When you're striving for a really big goals, it's important to not only measure the most important outcomes, but how well you do them. It's not just going for it at all costs. Understand that the more ambitious an objective is, the more likely it is that there's going to be unintended consequences. Measurable OKRs always have quantity associated as we've learned a milestone that we can measure.

But instead of just stopping at that number of calls made, or the amount of new sign ups for example, a counterbalance adds another metric that ensures the quality of our work as well. So if you've committed to building three new features in the next month and that's also an ambitious goal, you'd also want to add a key result to aim for fewer than five bugs per feature. In the testing phase, the result is that your developers will not just churn out a broken product, but they'll be incentivized to write cleaner code when writing your key results. Consider Is there anything that feels particularly ambitious that you want to make sure has a quality counterbalance?

An overemphasis on performance without a counterbalance can produce harmful, even devastating consequences. Closely tying rewards to certain goals can result in a win at all costs mentality. Here's a very well-known historical example of what can happen when you have an ambitious goal without a system of checks and balances. In the late 1960s, Ford Motor Company's president at the time, Lee Iacocca, decided that his company would not sit by idly as the new Japanese competitors dominated the small car market.

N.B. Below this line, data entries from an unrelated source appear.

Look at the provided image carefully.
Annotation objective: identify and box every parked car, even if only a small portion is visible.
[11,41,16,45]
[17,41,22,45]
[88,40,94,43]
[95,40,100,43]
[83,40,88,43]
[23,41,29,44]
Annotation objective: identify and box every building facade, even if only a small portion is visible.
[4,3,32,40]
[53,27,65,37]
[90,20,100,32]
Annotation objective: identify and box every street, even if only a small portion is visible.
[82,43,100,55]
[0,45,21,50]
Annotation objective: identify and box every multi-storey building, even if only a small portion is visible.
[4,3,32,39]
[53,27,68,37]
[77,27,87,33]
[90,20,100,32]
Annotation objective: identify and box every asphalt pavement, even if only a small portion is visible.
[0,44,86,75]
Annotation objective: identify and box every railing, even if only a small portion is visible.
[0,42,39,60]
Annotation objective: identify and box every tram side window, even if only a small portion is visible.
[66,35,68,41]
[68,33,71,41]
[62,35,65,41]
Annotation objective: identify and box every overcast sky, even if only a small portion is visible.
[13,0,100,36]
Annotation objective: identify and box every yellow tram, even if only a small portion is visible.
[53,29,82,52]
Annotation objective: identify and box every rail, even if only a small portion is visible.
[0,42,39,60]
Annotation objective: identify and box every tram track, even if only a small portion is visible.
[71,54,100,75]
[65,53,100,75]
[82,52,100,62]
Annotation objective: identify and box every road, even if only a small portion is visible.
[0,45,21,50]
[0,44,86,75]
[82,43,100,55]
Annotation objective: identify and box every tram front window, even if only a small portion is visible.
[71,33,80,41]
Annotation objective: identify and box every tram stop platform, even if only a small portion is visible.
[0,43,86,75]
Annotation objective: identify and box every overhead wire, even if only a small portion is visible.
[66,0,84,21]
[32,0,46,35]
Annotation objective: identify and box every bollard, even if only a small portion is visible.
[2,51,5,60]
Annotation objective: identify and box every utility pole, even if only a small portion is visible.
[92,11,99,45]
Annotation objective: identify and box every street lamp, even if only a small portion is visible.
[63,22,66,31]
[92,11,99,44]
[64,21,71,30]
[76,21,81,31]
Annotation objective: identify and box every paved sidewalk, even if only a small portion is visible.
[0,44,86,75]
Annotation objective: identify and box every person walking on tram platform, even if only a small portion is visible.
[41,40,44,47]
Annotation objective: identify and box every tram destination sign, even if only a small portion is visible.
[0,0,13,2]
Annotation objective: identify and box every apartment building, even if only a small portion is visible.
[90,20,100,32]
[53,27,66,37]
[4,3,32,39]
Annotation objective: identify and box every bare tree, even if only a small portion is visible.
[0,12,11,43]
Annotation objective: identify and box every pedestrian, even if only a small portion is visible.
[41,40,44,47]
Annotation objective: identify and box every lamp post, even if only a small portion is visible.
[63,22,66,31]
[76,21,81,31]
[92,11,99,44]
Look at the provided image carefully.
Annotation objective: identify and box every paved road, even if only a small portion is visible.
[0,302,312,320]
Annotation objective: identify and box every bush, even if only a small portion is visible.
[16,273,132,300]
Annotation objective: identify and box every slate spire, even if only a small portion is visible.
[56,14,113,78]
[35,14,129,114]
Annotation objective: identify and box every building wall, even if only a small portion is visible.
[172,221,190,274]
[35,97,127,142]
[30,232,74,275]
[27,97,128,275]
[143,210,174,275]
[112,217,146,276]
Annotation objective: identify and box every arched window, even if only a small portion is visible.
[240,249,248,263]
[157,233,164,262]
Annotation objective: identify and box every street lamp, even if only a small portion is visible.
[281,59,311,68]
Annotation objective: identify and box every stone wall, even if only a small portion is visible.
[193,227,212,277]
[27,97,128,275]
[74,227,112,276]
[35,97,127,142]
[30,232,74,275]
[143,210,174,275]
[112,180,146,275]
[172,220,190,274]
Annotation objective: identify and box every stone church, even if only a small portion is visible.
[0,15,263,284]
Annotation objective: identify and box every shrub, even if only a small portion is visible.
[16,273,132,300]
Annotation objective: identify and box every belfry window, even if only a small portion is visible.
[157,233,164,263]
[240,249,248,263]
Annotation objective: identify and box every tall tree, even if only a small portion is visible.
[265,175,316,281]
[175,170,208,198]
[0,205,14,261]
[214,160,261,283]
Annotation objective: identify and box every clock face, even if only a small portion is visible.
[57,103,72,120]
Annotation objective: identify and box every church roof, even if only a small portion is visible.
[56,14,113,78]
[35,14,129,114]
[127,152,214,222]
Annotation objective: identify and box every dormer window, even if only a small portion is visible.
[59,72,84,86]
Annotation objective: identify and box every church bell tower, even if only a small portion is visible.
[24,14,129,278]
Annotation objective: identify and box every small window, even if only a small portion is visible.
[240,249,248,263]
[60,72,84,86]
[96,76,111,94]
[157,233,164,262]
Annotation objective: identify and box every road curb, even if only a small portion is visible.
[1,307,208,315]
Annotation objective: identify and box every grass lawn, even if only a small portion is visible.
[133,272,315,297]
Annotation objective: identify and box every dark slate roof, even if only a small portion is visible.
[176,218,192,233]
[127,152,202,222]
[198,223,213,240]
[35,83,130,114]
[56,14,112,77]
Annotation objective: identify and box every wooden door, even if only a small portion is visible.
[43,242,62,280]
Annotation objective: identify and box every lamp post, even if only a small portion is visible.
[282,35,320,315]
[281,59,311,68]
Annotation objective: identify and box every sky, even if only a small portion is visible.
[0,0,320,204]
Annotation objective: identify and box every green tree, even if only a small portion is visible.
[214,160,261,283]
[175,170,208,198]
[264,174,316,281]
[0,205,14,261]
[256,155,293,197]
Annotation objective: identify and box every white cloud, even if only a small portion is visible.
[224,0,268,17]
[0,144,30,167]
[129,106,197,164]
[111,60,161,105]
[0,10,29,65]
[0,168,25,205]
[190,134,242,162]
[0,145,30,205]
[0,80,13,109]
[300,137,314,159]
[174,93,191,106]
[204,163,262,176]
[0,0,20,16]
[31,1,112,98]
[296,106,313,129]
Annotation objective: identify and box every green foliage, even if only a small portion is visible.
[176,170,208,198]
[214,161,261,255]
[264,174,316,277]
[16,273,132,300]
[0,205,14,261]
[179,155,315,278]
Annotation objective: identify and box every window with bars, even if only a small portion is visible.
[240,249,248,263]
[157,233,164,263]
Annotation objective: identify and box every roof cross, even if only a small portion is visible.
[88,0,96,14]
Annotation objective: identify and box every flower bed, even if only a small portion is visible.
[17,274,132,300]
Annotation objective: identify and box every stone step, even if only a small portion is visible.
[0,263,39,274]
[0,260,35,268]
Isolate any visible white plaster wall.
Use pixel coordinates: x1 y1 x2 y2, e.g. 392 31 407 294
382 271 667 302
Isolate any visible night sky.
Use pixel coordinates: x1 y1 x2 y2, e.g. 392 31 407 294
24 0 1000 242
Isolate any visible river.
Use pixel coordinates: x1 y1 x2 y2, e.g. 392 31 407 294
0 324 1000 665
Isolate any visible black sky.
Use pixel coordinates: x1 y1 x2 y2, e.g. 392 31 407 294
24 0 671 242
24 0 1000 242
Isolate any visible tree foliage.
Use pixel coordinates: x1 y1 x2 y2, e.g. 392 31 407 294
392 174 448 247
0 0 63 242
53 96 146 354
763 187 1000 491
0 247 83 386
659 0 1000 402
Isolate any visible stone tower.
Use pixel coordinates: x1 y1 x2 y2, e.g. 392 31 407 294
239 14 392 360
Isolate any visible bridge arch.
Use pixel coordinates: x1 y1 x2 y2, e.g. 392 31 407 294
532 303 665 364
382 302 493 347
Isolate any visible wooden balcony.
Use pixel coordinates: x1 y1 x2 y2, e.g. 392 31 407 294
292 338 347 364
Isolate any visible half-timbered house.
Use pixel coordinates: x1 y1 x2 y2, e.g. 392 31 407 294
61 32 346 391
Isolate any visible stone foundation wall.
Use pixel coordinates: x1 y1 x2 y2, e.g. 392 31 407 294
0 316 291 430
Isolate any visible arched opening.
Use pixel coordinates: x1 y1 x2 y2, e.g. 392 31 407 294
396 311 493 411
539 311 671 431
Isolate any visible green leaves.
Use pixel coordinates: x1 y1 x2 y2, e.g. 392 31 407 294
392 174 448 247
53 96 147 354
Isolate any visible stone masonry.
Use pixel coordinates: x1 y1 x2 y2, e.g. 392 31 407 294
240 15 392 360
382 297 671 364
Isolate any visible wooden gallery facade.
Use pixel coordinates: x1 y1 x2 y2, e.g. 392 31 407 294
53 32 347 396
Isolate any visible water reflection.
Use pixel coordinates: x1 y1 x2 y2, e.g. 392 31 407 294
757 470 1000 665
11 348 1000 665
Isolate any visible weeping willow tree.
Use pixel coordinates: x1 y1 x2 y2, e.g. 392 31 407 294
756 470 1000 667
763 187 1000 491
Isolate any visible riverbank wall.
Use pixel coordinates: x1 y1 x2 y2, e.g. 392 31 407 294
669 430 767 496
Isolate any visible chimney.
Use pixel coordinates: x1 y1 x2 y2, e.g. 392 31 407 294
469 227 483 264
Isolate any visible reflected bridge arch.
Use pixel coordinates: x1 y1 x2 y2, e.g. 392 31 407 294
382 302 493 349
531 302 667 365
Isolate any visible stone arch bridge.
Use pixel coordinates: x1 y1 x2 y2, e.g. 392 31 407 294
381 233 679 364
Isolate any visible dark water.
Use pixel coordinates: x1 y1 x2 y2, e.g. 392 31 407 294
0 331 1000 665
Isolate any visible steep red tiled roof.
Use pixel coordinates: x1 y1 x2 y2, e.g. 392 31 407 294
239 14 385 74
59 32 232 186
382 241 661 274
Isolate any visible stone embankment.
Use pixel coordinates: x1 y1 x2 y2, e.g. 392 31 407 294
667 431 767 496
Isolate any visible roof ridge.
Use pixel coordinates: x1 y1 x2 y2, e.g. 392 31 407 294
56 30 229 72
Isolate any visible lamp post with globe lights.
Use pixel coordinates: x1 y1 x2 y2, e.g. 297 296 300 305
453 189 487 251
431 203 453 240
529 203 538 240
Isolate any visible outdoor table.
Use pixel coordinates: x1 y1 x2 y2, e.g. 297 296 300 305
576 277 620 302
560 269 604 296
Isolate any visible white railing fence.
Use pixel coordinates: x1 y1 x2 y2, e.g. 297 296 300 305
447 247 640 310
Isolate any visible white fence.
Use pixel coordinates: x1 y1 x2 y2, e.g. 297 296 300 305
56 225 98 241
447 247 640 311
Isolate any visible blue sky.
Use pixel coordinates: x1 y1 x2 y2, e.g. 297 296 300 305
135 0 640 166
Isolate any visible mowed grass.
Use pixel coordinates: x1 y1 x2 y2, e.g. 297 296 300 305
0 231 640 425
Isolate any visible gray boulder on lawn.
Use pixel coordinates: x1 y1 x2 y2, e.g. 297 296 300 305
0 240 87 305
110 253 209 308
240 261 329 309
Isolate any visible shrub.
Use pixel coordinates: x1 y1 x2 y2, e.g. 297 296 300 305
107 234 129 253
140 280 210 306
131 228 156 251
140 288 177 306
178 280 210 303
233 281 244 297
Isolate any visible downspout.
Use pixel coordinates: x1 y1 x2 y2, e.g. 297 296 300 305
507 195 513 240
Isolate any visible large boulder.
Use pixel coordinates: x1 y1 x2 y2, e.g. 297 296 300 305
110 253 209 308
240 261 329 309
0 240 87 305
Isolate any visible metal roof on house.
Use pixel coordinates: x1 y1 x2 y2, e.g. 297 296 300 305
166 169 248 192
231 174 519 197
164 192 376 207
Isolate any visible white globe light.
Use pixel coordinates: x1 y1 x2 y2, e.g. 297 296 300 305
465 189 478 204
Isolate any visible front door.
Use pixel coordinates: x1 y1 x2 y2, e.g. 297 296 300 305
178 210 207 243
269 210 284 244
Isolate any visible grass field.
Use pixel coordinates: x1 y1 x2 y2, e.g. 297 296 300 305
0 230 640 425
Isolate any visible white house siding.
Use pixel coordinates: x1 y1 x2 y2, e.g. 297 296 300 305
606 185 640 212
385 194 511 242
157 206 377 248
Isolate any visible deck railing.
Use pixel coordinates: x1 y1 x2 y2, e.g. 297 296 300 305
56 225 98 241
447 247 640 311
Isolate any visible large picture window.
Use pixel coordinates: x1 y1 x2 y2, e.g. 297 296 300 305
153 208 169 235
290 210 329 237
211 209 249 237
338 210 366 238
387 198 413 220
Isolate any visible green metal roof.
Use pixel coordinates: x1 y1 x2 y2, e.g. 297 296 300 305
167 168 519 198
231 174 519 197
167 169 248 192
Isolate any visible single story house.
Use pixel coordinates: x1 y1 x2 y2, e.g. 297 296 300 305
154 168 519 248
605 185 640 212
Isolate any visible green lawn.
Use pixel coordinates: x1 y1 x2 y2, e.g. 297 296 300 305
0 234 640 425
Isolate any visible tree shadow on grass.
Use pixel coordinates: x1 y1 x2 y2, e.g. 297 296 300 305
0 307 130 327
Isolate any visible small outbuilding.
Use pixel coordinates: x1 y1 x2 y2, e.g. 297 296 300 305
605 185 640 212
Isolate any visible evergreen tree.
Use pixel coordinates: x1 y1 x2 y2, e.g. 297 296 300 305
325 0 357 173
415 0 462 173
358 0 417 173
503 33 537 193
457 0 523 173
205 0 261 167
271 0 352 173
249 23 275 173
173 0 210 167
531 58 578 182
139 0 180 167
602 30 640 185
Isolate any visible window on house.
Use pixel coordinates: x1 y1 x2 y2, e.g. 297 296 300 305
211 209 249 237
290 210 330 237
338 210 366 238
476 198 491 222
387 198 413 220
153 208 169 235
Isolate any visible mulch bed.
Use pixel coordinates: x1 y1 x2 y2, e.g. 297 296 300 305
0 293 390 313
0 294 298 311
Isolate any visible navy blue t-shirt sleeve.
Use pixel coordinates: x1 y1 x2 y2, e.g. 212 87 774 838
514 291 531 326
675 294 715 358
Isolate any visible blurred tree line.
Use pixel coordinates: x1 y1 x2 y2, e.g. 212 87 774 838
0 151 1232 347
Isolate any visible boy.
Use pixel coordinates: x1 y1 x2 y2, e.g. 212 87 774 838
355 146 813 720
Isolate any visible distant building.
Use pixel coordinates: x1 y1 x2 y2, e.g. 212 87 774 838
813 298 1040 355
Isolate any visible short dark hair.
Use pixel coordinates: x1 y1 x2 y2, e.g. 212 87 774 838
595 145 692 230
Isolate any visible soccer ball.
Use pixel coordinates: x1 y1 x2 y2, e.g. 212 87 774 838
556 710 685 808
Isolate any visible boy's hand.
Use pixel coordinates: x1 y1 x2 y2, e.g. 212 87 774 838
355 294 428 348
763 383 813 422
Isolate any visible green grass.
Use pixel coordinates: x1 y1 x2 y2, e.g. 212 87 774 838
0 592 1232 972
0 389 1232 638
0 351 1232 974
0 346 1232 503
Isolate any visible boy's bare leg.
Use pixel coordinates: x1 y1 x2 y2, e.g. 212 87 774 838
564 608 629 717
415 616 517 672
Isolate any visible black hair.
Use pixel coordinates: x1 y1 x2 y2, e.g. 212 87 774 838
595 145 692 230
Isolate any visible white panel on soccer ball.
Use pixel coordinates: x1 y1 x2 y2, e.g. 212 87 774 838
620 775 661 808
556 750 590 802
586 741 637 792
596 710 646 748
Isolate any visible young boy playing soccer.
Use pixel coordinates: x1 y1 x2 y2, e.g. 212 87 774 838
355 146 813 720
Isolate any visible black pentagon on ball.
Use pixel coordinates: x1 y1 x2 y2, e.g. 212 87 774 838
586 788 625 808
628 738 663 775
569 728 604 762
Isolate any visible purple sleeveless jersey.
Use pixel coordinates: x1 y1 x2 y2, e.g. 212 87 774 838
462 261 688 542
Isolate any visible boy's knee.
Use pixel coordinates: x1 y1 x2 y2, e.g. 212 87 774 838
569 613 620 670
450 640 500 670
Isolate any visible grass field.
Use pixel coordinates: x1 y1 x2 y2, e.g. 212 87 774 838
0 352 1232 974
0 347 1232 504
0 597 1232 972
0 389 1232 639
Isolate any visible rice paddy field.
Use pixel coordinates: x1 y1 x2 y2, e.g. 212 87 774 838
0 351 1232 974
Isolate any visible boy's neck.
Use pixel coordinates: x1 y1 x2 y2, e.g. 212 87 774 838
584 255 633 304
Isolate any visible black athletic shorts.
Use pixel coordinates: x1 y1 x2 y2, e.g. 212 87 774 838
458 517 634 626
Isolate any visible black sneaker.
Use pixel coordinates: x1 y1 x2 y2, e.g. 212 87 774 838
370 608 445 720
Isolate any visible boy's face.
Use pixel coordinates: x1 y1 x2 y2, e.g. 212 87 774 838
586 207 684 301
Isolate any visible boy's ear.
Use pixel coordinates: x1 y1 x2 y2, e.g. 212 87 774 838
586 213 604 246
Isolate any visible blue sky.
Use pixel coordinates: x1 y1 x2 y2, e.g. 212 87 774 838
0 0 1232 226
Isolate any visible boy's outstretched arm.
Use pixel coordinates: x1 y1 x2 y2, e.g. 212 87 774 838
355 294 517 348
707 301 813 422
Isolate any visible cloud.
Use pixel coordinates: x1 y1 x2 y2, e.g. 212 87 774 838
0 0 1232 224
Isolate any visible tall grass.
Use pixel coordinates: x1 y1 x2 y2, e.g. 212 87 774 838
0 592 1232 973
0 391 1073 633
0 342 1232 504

So they developed the Ford Pinto, which was an incredibly small and affordable car. Now, the Pinto would help them compete in the small car market, but time was of the essence. They had a big job to build that car and a very fast timeline to do it. Not only was a small car new to Ford, but the Pinto had to be no more than 2,000 pounds and not a penny over $2,000.

And a delivery deadline of just 25 months, a record at the time and still impressive today. The problem was that well into the development cycle, an issue was discovered with the fuel tanks that made these cars incredibly dangerous. The engineers noticed this and brought it up the chain. But since everyone was rushing to achieve their goals, it wasn't given the attention it deserved.

Production continued as planned. Hitting their milestones was the most important thing. Well, they did hit their ambitious targets, but at such a great cost. When the car went to market, they found that people were getting into low speed accidents and their fuel tanks would burst into flames.

It cost several people their lives and the company its reputation for a long time after. It was investigated. cars were pulled and Ford was heavily fined. Today, their cars are some of the safest in the market, so lesson learned.

But it was a terrible PR disaster. This is an example of what can happen when you're just focusing on ambitious goals without a quality counterbalance.